Question 2 - If a nation experiences a significant improvement in technology that affects only Aggregate Supply, then its:
a. Average price level and real GDP should remain constant until there is a change in Aggregate Demand.
b. Average price level and real GDP should fall.
c. Average price level and real GDP should rise.
d. Average price level should fall, and real GDP should rise.
e. Average price level should rise, and real GDP should fall.
Question 3 - Assume that the central bank lowers the discount to increase the nation's monetary base. If the nation has highly mobile international capital markets and a fixed exchange rate system, what happens to the real GDP and net nonreserve-related borrowing/investing in the context of the Three-Sector-Model? State your answer after the macroeconomic system returns to complete equilibrium.
a. Real GDP remains the same and net nonreserve-related borrowing/investing becomes more negative (or less positive).
b. Real GDP rises and net nonreserve-related borrowing/investing becomes more negative (or less positive).
c. Real GDP falls and net nonreserve-related borrowing/investing becomes more positive (or less negative).
d. Real GDP and net nonreserve-related borrowing/investing remain the same.
e.

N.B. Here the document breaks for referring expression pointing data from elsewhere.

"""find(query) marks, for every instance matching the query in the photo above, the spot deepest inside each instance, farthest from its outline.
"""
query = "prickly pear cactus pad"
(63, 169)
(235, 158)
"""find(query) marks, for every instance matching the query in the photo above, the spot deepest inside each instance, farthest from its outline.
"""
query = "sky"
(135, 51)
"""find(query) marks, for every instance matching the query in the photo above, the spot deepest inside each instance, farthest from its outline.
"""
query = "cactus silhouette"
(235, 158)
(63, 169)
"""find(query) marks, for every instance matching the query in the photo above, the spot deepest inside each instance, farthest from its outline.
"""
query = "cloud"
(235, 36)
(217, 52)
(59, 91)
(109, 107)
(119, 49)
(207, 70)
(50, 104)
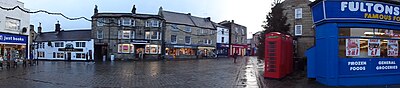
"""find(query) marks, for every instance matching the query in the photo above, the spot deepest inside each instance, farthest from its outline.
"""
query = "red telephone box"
(278, 55)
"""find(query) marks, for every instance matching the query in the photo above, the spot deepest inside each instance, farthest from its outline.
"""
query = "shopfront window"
(80, 55)
(153, 49)
(59, 44)
(368, 43)
(126, 48)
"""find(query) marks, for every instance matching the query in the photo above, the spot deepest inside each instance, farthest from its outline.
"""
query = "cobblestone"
(203, 73)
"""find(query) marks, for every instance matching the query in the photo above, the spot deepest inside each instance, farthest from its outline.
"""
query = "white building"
(64, 45)
(14, 27)
(222, 40)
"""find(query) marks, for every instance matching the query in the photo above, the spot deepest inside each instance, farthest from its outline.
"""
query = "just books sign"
(356, 10)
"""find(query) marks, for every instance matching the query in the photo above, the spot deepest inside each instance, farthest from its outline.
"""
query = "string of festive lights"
(87, 19)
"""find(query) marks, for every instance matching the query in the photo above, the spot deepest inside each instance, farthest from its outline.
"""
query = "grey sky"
(249, 13)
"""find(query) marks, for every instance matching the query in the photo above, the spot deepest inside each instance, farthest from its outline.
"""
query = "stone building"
(301, 26)
(188, 36)
(14, 31)
(127, 35)
(238, 36)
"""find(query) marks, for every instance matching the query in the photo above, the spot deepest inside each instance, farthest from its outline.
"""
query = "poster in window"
(352, 47)
(392, 48)
(374, 47)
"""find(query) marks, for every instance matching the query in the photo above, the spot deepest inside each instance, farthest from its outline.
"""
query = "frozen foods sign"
(352, 47)
(374, 47)
(356, 10)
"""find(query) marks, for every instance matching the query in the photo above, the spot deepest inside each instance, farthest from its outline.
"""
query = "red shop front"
(237, 48)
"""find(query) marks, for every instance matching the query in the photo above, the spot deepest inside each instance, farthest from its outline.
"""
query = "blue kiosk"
(357, 42)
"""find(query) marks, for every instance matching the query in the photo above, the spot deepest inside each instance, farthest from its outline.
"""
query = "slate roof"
(187, 19)
(126, 15)
(179, 18)
(70, 35)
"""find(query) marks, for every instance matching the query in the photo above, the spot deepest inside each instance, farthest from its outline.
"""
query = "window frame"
(296, 30)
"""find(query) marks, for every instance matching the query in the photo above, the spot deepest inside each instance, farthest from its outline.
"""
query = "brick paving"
(203, 73)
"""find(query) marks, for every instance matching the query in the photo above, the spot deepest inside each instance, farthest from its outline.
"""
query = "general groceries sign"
(356, 10)
(13, 39)
(369, 65)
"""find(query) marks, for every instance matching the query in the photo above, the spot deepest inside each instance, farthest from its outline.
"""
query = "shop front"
(206, 51)
(13, 46)
(139, 50)
(238, 49)
(357, 43)
(180, 51)
(222, 50)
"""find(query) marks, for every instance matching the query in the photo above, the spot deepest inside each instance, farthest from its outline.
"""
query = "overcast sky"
(249, 13)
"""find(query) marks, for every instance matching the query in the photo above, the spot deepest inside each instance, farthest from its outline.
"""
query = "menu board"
(374, 47)
(352, 47)
(392, 48)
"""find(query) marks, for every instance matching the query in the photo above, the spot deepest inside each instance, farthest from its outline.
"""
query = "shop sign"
(10, 38)
(356, 10)
(369, 66)
(374, 47)
(392, 48)
(352, 47)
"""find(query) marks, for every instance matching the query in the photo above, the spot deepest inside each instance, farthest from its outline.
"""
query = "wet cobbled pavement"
(203, 73)
(298, 79)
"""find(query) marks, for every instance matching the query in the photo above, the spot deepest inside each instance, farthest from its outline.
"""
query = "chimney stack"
(134, 9)
(58, 28)
(40, 28)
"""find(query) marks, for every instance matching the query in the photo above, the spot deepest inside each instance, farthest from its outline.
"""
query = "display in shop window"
(352, 47)
(374, 47)
(392, 48)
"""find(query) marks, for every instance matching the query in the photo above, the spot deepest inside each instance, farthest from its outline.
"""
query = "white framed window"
(80, 44)
(298, 13)
(236, 30)
(173, 39)
(59, 44)
(126, 48)
(153, 49)
(153, 35)
(188, 40)
(152, 23)
(188, 29)
(298, 30)
(126, 34)
(12, 24)
(100, 34)
(132, 34)
(101, 21)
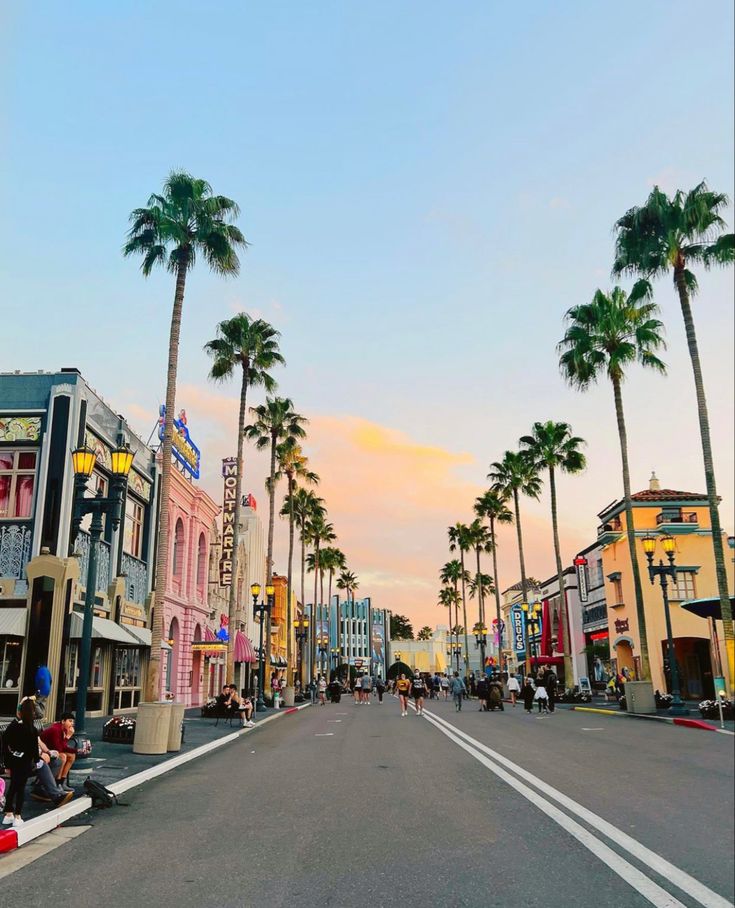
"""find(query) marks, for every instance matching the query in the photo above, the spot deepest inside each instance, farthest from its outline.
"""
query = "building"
(43, 573)
(684, 515)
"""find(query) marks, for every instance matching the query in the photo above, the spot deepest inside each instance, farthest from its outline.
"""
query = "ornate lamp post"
(301, 625)
(260, 610)
(83, 461)
(664, 572)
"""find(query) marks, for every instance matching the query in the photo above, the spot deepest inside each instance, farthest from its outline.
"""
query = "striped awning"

There is not enough information to determine what happens to these two macroeconomic variables.
Question 4 - An increase in a nation's wealth causes its:
a. Aggregate demand to fall, the average price level to fall, and real GDP to rise.
b. Aggregate supply to rise, the average price level to rise, and real GDP to rise.
c. Aggregate demand to rise, the average price level to rise, and real GDP to rise.
d. Aggregate supply to fall, the average price level to rise, and real GDP to fall.
e. Aggregate demand to fall, the average price level to fall, and real GDP to fall.
Question 5 - Assume that the central bank lowers the discount to increase the nation's monetary base. If the nation has highly mobile international capital markets and a fixed exchange rate system, what happens to the real GDP and the monetary base in the context of the Three-Sector-Model? State your answer after the macroeconomic system returns to complete equilibrium.
a. Real GDP rises and monetary base rises.
b. Real GDP rises and monetary base falls.
c. Real GDP and monetary base fall.
d. Real GDP and monetary base remain the same.
e. There is not enough information to determine what happens to these two macroeconomic variables.